Dare to Speak: A Reading List
My approach to free speech is that we need to think hard about how it interacts with other constitutional principles and social values, especially our commitment to equality and inclusion in a diverse society. That makes it important to think about the precepts of free speech in terms of these other goals, and to consider how they can dovetail to be mutually reinforcing. It is also essential to recognize the ways in which our landscape for speech is shaped and bounded by forces other than government prohibitions; social norms, digital behaviors, and institutional policies and rules set by private companies can dictate what can and cannot be said not just as a formal matter, but in terms of the calculus that happens in our heads as we contemplate whether to voice an idea or opinion that may be contested. To effectively defend free speech in 2021, we need to consider all of these factors.
The books here provide a pathway for thinking through these issues and have helped to inform the principles for protecting free speech that I lay out in Dare to Speak: Defending Free Speech for All.
—Suzanne Nossel, CEO, PEN America
David Kaye, who just finished his term as the United Nations’s Special Rapporteur on Free Expression, thoughtfully tackles highly thorny questions of how social media companies can do a better job of mitigating the harms of weaponized content on their platforms without using their vast dominion over huge swaths of our discourse to simply advance their own motives and interests.

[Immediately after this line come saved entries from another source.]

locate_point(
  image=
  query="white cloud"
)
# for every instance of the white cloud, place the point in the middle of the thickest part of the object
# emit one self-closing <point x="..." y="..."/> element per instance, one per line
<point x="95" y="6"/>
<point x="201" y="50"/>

This collection of essays by law professors who were pioneers in the field of critical race theory makes a potent argument that our First Amendment protections for hateful speech are not set in conceptual stone. These essays examine how to remain faithful to the Constitution while also allowing more leeway for the government to address degrading and noxious expression.
Renowned First Amendment lawyer Floyd Abrams examines the United States’s distinctive position as the jurisdiction with the most protective approach toward free speech of any in the world, including other leading democracies. Abrams is a true believer in strict limitations on government restrictions on speech, no matter the purpose they are intended to serve.
This series of essays offers an indispensable guide to how the First Amendment has been reinterpreted over time, underscoring that its modern incarnation—which tightly restricts government impingements on speech—originates with Justice Oliver Wendell Holmes roughly a century ago. The contributors are ideologically diverse, and several argue for new understandings in response to speech-related challenges of the digital age.
Strossen, one of the country’s foremost free speech experts, offers a detailed, meticulously argued, and highly persuasive case that government restrictions to curb hateful speech are bound to backfire, empowering authorities to target criticism and dissent and to muzzle minority viewpoints. She marshals arguments from U.S. history and the rest of the world to substantiate her case.
Kendi’s pathbreaking book has helped demonstrate to our whole society that the legacy of racism is alive and well, and that if we are serious about addressing it, far more is required from our institutions, government, and each of us as individuals. He offers a thorough taxonomy of racism in its many manifestations, as well as concrete guidance on what is required to dismantle it.